For glasses do to correct it, you need a positive or plus lens, so that the light hitting the front of your eye is coming in at you. It's converging into you so that your flatter cornea can naturally move that back out, so we're stretching where the focal point goes. So the focal point will be pulled forwards and focus onto the retina. Now these lenses are thicker in the middle and thinner at the edge. Again, depending on prescription, you may need to look at a flatter and thinner lens. We have some pretty amazing lens technology available to us now. We have what's called aspheric lenses, which flatten the lens out so it's not as curved and curved and bulbous. We also have bi-aspherics, which are amazing, which improve even further. And again, you might need a thinner lens material so the lens isn't as thick and as heavy.

So just to recap, long-sighted people tend to overfocus the distance, so the distance is clear.
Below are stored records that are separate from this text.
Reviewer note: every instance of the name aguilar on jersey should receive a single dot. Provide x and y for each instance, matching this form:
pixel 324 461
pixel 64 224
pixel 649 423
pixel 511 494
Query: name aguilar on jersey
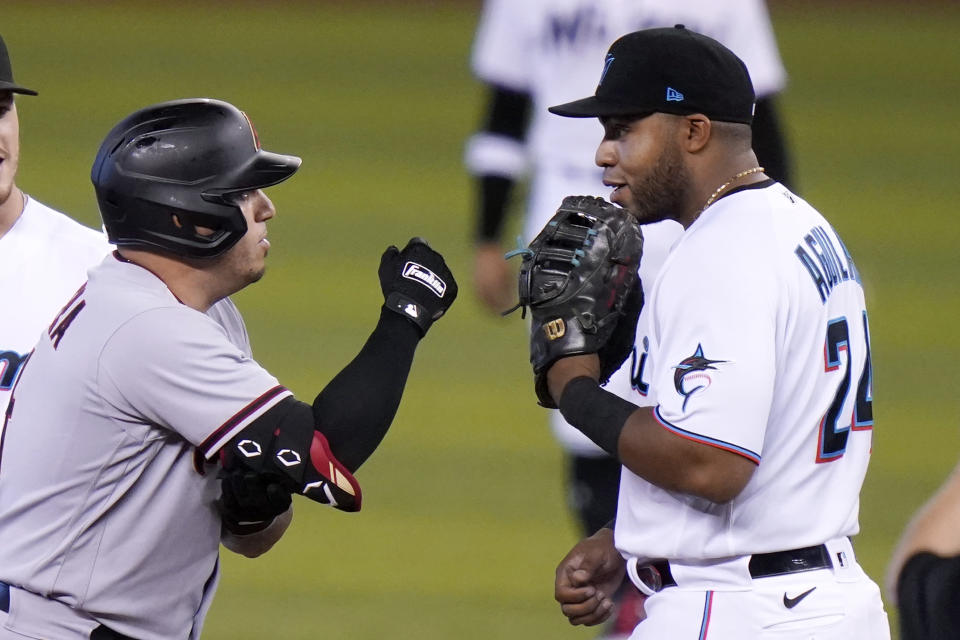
pixel 830 269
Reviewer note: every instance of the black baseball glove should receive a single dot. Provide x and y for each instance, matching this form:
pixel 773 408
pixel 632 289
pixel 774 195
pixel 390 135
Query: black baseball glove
pixel 416 283
pixel 579 279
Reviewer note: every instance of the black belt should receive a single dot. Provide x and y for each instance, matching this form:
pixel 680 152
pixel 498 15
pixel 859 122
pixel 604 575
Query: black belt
pixel 765 565
pixel 100 633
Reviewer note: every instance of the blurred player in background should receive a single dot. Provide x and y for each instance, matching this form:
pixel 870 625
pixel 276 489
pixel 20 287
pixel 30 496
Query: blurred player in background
pixel 537 53
pixel 924 575
pixel 44 255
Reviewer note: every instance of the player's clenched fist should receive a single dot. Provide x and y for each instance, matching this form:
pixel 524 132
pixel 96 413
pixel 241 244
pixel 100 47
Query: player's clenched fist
pixel 587 579
pixel 416 283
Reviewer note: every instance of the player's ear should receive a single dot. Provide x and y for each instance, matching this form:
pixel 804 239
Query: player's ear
pixel 697 130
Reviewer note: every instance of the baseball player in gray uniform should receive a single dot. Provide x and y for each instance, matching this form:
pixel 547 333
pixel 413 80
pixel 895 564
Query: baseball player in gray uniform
pixel 139 436
pixel 758 364
pixel 44 254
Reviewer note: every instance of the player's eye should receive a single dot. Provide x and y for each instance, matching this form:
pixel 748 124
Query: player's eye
pixel 239 197
pixel 615 129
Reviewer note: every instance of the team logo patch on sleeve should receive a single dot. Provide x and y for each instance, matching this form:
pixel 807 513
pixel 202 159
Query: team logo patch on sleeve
pixel 690 375
pixel 419 273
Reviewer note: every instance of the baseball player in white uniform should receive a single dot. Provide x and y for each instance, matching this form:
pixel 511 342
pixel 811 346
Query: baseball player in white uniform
pixel 135 404
pixel 44 254
pixel 537 53
pixel 758 361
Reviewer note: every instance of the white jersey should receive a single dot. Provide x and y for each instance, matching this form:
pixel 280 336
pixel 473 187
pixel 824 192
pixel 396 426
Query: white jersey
pixel 758 345
pixel 127 396
pixel 554 50
pixel 44 259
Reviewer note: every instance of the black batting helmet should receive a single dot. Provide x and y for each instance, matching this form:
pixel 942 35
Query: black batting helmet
pixel 186 158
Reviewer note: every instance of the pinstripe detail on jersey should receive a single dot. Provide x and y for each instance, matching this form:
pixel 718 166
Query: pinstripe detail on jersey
pixel 241 419
pixel 713 442
pixel 707 609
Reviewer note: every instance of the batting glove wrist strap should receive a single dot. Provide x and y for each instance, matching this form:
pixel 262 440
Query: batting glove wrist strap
pixel 597 413
pixel 409 309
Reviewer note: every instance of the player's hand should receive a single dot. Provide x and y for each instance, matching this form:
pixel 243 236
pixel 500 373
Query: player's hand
pixel 416 283
pixel 493 279
pixel 250 501
pixel 587 579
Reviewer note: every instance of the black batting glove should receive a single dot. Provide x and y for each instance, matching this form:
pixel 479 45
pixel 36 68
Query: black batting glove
pixel 416 283
pixel 250 501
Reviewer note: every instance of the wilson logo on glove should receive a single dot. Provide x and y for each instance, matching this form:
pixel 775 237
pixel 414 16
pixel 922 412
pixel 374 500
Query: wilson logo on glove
pixel 419 273
pixel 555 329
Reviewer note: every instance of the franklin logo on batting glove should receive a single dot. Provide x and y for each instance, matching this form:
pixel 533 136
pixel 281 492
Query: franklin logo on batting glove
pixel 419 273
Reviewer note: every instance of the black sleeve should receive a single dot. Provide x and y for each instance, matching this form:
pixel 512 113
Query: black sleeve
pixel 508 115
pixel 928 593
pixel 356 408
pixel 769 143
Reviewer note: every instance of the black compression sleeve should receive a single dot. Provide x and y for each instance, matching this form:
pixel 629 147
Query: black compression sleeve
pixel 598 414
pixel 356 408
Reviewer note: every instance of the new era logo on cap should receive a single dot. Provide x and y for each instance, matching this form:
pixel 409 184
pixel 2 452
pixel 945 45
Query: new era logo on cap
pixel 606 67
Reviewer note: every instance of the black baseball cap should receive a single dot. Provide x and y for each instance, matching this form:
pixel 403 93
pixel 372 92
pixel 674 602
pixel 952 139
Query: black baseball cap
pixel 6 74
pixel 668 70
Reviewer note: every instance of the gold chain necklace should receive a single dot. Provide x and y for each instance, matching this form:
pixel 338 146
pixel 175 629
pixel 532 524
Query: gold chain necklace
pixel 716 194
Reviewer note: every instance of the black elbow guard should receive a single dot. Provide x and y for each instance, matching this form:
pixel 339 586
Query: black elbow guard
pixel 283 443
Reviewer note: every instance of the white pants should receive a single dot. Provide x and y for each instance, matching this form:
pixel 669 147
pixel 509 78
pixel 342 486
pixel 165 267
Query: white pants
pixel 841 606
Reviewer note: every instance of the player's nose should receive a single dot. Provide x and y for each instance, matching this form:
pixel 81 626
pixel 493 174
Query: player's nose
pixel 263 207
pixel 606 155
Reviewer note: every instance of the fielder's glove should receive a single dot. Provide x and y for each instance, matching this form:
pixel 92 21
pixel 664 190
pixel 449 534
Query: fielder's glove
pixel 416 283
pixel 579 279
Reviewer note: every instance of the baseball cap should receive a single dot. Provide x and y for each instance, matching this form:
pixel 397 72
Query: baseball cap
pixel 6 74
pixel 668 70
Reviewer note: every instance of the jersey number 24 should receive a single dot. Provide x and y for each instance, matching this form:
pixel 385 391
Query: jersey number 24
pixel 833 437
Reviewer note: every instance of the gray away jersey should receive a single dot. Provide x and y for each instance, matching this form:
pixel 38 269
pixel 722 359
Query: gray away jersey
pixel 106 488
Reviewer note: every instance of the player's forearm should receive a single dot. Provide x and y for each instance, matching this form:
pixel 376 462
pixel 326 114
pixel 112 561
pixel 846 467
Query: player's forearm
pixel 256 543
pixel 355 410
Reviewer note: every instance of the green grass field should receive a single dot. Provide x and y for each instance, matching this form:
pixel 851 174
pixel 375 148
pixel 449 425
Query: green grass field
pixel 464 517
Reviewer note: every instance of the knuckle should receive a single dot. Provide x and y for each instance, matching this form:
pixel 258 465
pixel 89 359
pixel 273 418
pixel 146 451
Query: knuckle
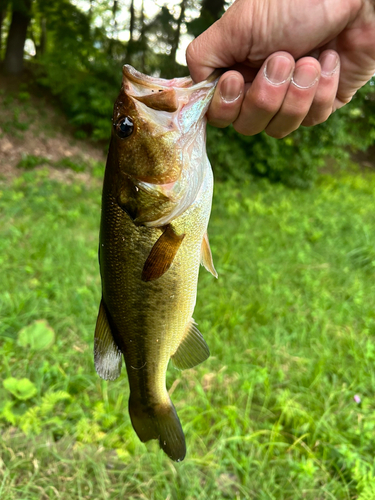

Because you've used up focusing in the distance, it's harder to read, so the reading could be blurred or you could be getting a lot of eye strain and things like that. Again, the modern day use of computers, we do get a lot of people with just very small prescriptions for long-sightedness, needing them because they're on a computer. Now it's not the computer causing damage to the eye to make them need glasses. It's the fact that with what they're doing all day, every day, their eyes are becoming strained because of that long-sightedness being there.

If you had this prescription but you worked in a field all day and you weren't on a computer screen, you wouldn't need the glasses because you're not doing the thing that's going to cause the eye strain. If your job were a country park ranger and you were out walking in the woods all day, you're not going to need the glasses because you're not going to get the eye strain. But if your job was to proofread books and you were sat with papers all day, you're going to get eye strain, because you're doing the stuff that's the hardest for your eye to do, that close stuff. That’s why it can be hard for people to understand what longsightedness is as some people need to glasses to help, whereas others don’t.